ISLAMABAD: A federal judge ruled that US President Donald Trump’s administration had unlawfully ordered the dismissal of thousands of federal employees. However, the judge declined to mandate their reinstatement, citing recent rulings by the US Supreme Court.

US District Judge William Alsup, sitting in San Francisco, reaffirmed his earlier conclusion that the US Office of Personnel Management (OPM) had, in February, illegally instructed numerous federal agencies to terminate probationary staff en masse, reports Reuters.

Unions, non-profit organisations, and the state of Washington filed a lawsuit after the Trump administration sought to dismiss around 25,000 probationary employees — typically individuals with under a year of service, although some had served longer in different roles.

Alsup stated that under normal circumstances, he would “set aside OPM’s unlawful directive and unwind its consequences, returning the parties to the ex ante status quo, and as a consequence, probationers to their posts.”

Legal proceedings

“But the Supreme Court has made clear enough by way of its emergency docket that it will overrule judicially granted relief respecting hirings and firings within the executive, not just in this case but in others,” Alsup wrote.
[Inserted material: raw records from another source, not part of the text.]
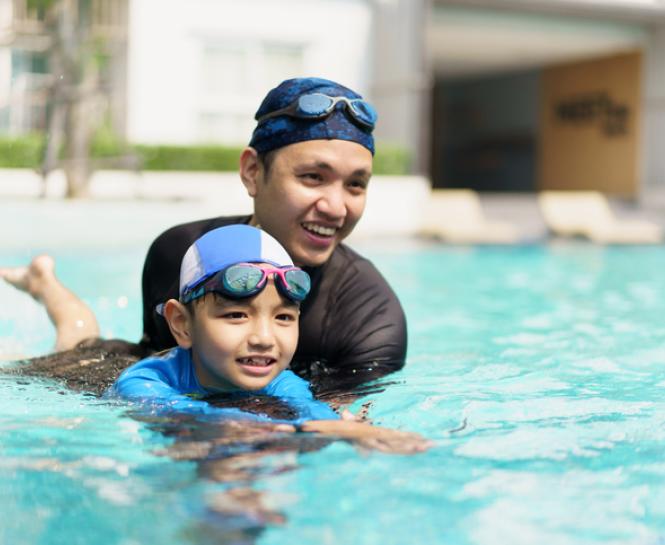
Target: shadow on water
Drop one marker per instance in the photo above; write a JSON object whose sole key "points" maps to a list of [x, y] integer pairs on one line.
{"points": [[233, 454]]}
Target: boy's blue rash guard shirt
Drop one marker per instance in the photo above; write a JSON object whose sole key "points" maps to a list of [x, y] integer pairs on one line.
{"points": [[169, 381]]}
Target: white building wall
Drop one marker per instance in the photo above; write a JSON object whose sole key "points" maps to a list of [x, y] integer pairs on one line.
{"points": [[198, 69]]}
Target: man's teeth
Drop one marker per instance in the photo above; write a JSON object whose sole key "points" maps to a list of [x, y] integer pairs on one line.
{"points": [[256, 361], [319, 229]]}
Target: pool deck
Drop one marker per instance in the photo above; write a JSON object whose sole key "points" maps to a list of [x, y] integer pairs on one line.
{"points": [[123, 204]]}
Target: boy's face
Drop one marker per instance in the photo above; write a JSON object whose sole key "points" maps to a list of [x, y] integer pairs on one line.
{"points": [[243, 344]]}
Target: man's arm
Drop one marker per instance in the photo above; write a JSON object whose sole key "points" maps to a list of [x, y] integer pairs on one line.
{"points": [[359, 325]]}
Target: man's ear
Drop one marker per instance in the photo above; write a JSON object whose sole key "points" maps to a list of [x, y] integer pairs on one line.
{"points": [[180, 322], [250, 170]]}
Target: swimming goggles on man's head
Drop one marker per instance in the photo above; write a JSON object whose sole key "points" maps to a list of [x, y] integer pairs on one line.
{"points": [[246, 279], [318, 105]]}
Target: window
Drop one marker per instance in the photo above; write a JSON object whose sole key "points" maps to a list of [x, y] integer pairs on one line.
{"points": [[234, 79]]}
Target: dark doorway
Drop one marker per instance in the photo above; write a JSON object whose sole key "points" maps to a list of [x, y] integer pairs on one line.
{"points": [[485, 132]]}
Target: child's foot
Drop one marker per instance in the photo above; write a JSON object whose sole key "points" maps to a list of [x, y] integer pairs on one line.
{"points": [[32, 279]]}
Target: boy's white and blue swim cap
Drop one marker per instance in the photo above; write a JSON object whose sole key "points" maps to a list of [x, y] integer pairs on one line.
{"points": [[226, 246]]}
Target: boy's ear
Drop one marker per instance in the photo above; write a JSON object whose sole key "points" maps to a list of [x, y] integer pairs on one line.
{"points": [[250, 170], [180, 322]]}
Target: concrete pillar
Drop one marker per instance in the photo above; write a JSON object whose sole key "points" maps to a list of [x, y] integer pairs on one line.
{"points": [[653, 113], [401, 78]]}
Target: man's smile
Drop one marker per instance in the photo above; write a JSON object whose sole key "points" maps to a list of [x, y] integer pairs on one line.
{"points": [[321, 230]]}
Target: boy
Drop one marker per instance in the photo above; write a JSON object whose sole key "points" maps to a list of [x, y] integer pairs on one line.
{"points": [[236, 325]]}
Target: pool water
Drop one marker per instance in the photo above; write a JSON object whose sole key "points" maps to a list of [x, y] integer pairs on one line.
{"points": [[537, 371]]}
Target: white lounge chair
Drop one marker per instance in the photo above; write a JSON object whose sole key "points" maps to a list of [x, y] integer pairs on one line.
{"points": [[456, 216], [588, 214]]}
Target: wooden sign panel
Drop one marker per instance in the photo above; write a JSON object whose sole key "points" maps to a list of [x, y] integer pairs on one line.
{"points": [[590, 125]]}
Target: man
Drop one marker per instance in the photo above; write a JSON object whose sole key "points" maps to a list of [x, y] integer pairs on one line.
{"points": [[307, 167]]}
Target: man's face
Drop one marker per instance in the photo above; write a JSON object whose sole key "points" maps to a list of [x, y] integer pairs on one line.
{"points": [[312, 196], [243, 344]]}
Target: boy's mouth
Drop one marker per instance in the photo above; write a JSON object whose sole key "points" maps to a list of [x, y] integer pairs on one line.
{"points": [[257, 361], [257, 365]]}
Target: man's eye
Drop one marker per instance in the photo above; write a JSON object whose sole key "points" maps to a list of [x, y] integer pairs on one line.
{"points": [[358, 185], [234, 315], [312, 176]]}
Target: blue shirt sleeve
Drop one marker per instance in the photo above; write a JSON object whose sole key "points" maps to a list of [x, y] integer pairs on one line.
{"points": [[168, 382], [297, 394]]}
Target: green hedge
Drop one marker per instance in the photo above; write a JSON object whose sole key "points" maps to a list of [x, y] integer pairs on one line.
{"points": [[25, 152]]}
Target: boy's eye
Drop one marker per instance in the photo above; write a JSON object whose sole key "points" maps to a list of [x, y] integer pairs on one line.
{"points": [[312, 176]]}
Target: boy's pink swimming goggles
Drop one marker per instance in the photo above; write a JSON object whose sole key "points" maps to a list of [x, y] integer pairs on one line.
{"points": [[246, 279]]}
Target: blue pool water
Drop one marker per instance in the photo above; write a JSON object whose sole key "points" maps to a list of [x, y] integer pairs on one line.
{"points": [[537, 371]]}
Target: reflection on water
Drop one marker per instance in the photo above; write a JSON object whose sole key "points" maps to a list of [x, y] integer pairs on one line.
{"points": [[537, 371]]}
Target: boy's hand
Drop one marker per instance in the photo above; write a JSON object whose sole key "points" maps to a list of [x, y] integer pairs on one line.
{"points": [[373, 437]]}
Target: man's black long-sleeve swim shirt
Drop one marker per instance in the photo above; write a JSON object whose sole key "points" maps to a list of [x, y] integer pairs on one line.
{"points": [[352, 326]]}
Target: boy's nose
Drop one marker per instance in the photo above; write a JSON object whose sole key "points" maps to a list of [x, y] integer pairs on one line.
{"points": [[261, 336]]}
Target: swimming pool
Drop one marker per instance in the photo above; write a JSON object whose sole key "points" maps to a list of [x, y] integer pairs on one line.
{"points": [[538, 371]]}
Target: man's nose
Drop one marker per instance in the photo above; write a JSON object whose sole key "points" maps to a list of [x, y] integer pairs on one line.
{"points": [[332, 202]]}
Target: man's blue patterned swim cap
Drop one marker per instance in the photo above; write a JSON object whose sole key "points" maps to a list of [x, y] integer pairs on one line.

In April, the Supreme Court halted a preliminary injunction previously issued by Alsup, which had required six federal agencies to reinstate 17,000 employees while legal proceedings continued.

Alsup noted that too many changes had occurred since the Supreme Court’s decision in April to warrant reinstatement, as many of the affected employees had secured other roles and the administration had restructured parts of the government.

Probationary workers

However, Alsup — who was appointed by Democratic President Bill Clinton — affirmed that the employees “nevertheless continue to be harmed by OPM’s pretextual termination ‘for performance,’ and that harm can be redressed without reinstatement.”

He ordered 19 federal agencies, including the US Departments of Defence, Veterans Affairs, Agriculture, Energy, Interior, and Treasury, to correct the affected employees’ personnel records by 14 November and prohibited them from following OPM directives to dismiss workers.

Everett Kelley, national president of the American Federation of Government Employees, said in a statement that Alsup’s ruling “makes clear that thousands of probationary workers were wrongfully fired, exposes the sham record the government relied upon, and requires the government to tell the wrongly terminated employees that OPM’s reasoning for firing them was false.”

The White House did not respond to a request for comment on Saturday.